How to overcome common challenges in machine learning deployments
Written by
Chief Innovation Officer @ Civo
Written by
Chief Innovation Officer @ Civo
Are the challenges of deploying machine learning (ML) overshadowing its true potential in the modern workplace? Through our recent white paper , we spoke to 500+ developers who have experience working with ML systems to gain an understanding of the pain points faced by developers when using ML solutions.
Through this blog, we will explore the complexities of ML deployments, uncover strategies to overcome common challenges, and highlight the pivotal role of open source technology in shaping the future of ML accessibility and success.
What are the challenges of machine learning deployments?
The research conducted as part of our recent white paper found five core challenges associated with machine learning deployments: high project failure rate, time consumption, lack of machine learning expertise, disparity in adoption, and lack of investment.
1. High project failure rate
A growing number of respondents from our research highlighted the high rate of project failure as a core challenge for machine learning deployment. This comes with 53% of respondents confessed to abandoning between 1 – 25% of their projects, and almost a quarter of the developers, 24%, have abandoned between 26 – 50% of their projects.

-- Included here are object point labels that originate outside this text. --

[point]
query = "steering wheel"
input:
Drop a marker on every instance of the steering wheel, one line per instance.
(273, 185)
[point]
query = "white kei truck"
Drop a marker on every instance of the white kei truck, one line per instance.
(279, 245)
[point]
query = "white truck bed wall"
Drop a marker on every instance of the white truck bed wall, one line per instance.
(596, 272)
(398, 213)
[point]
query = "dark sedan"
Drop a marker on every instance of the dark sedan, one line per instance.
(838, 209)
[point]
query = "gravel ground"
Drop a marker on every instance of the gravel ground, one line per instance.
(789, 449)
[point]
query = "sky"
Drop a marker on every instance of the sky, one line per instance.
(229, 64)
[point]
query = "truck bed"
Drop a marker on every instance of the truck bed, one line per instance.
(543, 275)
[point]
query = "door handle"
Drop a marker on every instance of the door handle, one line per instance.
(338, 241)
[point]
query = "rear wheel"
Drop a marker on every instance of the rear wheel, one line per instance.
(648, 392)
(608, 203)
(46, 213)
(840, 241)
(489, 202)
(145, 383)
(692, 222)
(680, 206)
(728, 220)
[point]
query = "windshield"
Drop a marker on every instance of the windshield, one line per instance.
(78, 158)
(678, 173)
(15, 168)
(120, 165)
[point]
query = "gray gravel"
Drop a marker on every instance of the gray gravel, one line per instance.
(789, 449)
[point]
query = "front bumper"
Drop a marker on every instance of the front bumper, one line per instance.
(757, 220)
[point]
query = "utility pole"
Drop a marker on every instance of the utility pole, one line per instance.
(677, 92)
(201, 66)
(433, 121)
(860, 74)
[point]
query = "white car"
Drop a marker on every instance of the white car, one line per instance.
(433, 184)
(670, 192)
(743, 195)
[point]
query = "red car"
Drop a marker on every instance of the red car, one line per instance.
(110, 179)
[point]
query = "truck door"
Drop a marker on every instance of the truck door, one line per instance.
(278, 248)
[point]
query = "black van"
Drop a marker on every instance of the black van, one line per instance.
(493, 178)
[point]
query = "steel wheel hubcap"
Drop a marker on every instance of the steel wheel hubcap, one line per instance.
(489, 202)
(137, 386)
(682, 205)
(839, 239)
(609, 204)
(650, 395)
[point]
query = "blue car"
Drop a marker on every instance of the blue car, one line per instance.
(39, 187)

One of the primary reasons for the high rate of project abandonment can be attributed to the complexity and expense involved in setting up and running ML projects. Before even beginning to generate ML insights, developers are required to configure various aspects of a complex infrastructure, including machine resource management, monitoring, and feature extraction. While these steps are crucial, they are also time-consuming and resource-intensive, often leading to a situation where only a small portion of the system consists of usable ML code. Such a scenario can be particularly daunting for organizations that lack the necessary expertise or resources, leading to projects being abandoned midway.
2. Time-consumption
Smaller organizations with limited resources are seeing significant challenges surrounding the amount of time required for the successful implementation of machine learning projects. Our white paper revealed that 48% of developers believe that ML projects demand an excessive amount of time. This perception is even more pronounced in smaller companies, where 61% lack a designated ML team, compared to 57% in larger organizations with such teams in place.
Research from Google revealed further insight into this challenge whereby for every eight hours of ML engineering, an organization might need to invest 24 hours in feature engineering, 32 hours in data engineering, and a staggering 96 hours in infrastructure engineering.
This model suggests that a mere 5% of the total time spent is actually dedicated to ML engineering. Such a heavy investment of time and resources can render ML impractical for many, particularly smaller companies, and contributes significantly to the high failure rate of ML projects as teams struggle to allocate the necessary time and resources for successful deployment.
3. Lack of machine learning expertise
From the results shown in our white paper, we learned that 47% of organizations do not have a designated ML team. Whilst participants noted that they were willing to make an effort to build these teams, 65% of survey participants identified the recruitment of more ML-skilled employees as a key factor in easing ML adoption.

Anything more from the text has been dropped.